Two decades ago, Taiwanese industry began its decline as a result of China’s opening its doors to the world. With its low labor, land and raw material costs, China turned itself into the world’s factory.
This led to the hollowing out of Taiwanese industry as an increasing number of companies relocated to China. The common language and culture facilitated the process.
This made it more difficult for companies remaining in Taiwan to maintain their competitive edge; the nation bled jobs; and its economic reliance on a hostile country was exacerbated.
However, the economic tide is turning once again. Alongside its economic development and changes internationally, China has become a less attractive location for companies seeking to enhance their competitiveness by reducing costs. Chinese firms seeking to avoid rising labor and land costs have also begun to relocate overseas.
While this trend is not exactly new, the present and potential tariffs being levied on Chinese goods by US President Donald Trump’s administration have only accelerated the process. The main beneficiaries of the exodus of Chinese firms are, in the short term at least, Southeast Asian nations, such as Malaysia, Thailand and Vietnam, which offer a skilled workforce, good infrastructure and a network of free-trade agreements, as well as shelter from Trump’s tariffs.
These countries are benefitting from increased Chinese investment, coupled with the potential for technology transfer. However, they also want local workers to be employed and are not happy with the mass immigration of Chinese workers and importation of Chinese-manufactured equipment.
Malaysia has had its fingers burned before by allowing Belt and Road projects.
Taiwan has reason to be wary of increased Chinese investment — and is far more sensitive to the idea of immigration of Chinese workers as part and parcel of that process. Where Malaysia had reason to be concerned of a new wave of Chinese colonialism, Taiwan has the loss of its very sovereignty to contend with.
Just as Chinese companies are leaving due to hardheaded economic considerations, many Taiwanese companies in China are also beginning to explore the idea of returning home. This opens a window of opportunity for the government, but it cannot take anything for granted. These companies left Taiwan for China because of economic considerations, not out of infidelity. Now, as they consider their next move, it will be economic considerations informing them, not some kind of affinity with their homeland. Southeast Asian countries have a lot to offer Taiwanese companies, too.
Six months ago, Quanta Computer, one of the world’s leading laptop makers, relocated part of its server production back to New Taipei City’s Linkou District (林口). On Tuesday, Quanta chairman Barry Lam (林百里) said the company also plans to relocate production to Southeast Asia.
Inventec Corp president Maurice Wu (巫永財) has said that his company, a consumer electronics manufacturer, is moving part of its China operations to Taiwan.
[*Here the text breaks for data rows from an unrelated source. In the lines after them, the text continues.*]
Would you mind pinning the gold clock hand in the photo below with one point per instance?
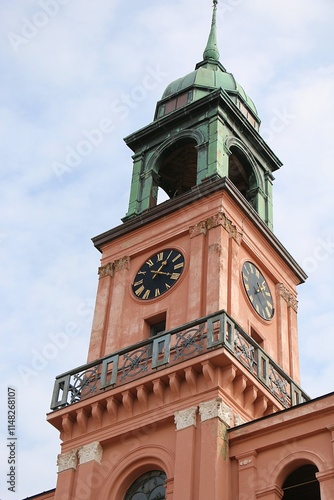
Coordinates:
(160, 272)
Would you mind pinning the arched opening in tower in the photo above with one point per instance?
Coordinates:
(241, 173)
(178, 168)
(302, 483)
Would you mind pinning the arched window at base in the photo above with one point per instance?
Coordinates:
(302, 484)
(149, 486)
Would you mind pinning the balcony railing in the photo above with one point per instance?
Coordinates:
(171, 348)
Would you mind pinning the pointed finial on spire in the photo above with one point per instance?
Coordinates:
(211, 50)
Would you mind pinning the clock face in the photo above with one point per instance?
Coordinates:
(158, 274)
(257, 290)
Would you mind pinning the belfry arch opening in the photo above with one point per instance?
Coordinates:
(177, 168)
(302, 483)
(149, 486)
(241, 173)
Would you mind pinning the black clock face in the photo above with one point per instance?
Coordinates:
(257, 290)
(158, 274)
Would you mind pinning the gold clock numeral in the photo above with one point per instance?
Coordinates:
(137, 283)
(176, 258)
(139, 290)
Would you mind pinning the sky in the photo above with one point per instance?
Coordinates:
(68, 68)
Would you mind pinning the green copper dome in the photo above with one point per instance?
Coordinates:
(209, 75)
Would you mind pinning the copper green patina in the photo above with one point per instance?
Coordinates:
(205, 127)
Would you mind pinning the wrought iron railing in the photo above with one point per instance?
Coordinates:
(170, 348)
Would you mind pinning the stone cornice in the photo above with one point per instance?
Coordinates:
(89, 452)
(204, 190)
(219, 219)
(289, 298)
(185, 418)
(112, 267)
(216, 408)
(67, 461)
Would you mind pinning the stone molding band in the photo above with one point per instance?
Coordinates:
(289, 298)
(216, 408)
(112, 267)
(219, 219)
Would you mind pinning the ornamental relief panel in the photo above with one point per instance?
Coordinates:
(216, 220)
(185, 418)
(289, 298)
(66, 461)
(112, 267)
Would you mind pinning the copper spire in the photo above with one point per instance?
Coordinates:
(211, 50)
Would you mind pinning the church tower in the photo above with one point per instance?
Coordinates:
(195, 324)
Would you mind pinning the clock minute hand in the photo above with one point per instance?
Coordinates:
(162, 265)
(160, 272)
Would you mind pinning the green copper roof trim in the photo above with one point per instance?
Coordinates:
(211, 50)
(209, 75)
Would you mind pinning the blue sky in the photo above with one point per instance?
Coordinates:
(69, 67)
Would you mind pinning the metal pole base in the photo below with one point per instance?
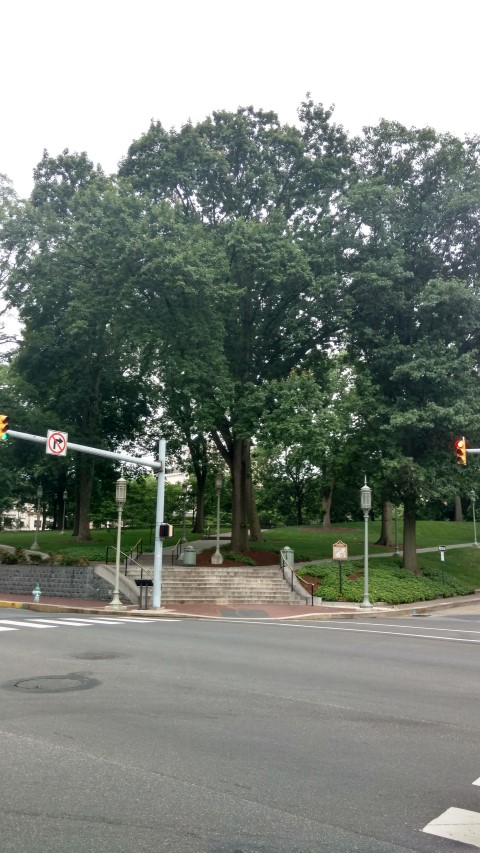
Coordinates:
(115, 603)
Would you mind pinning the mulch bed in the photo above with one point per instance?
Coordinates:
(260, 558)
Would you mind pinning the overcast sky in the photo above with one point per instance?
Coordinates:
(89, 75)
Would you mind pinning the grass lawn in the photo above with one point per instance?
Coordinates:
(316, 544)
(51, 541)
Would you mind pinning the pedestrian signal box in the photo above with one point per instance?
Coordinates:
(460, 451)
(4, 425)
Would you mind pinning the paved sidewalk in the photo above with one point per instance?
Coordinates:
(327, 610)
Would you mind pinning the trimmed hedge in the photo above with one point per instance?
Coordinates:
(387, 581)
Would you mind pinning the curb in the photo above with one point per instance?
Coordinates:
(416, 608)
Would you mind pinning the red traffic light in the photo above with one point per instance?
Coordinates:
(461, 451)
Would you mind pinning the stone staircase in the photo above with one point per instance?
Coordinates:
(224, 585)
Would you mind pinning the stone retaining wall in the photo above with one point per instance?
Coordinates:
(61, 581)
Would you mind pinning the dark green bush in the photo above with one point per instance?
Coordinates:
(387, 581)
In this way, the potential accelerated dislocation of Taiwan’s economic reliance on China might be an unintended, yet welcome, side effect of the US’ trade dispute with China.
In those terms, whether the Taiwanese companies relocate to Southeast Asian countries or Taiwan, the effect will be the same. In fact, this is also the thinking behind the government’s New Southbound Policy.
However, to attract companies back to Taiwan, the government needs to do more. One major area will be allaying concerns about the nation’s ability to supply sufficient and undisrupted power to energy-intensive industries, even after it moves toward a nuclear-free energy mix in the next seven years. This is one area where the government needs to invest a lot of energy.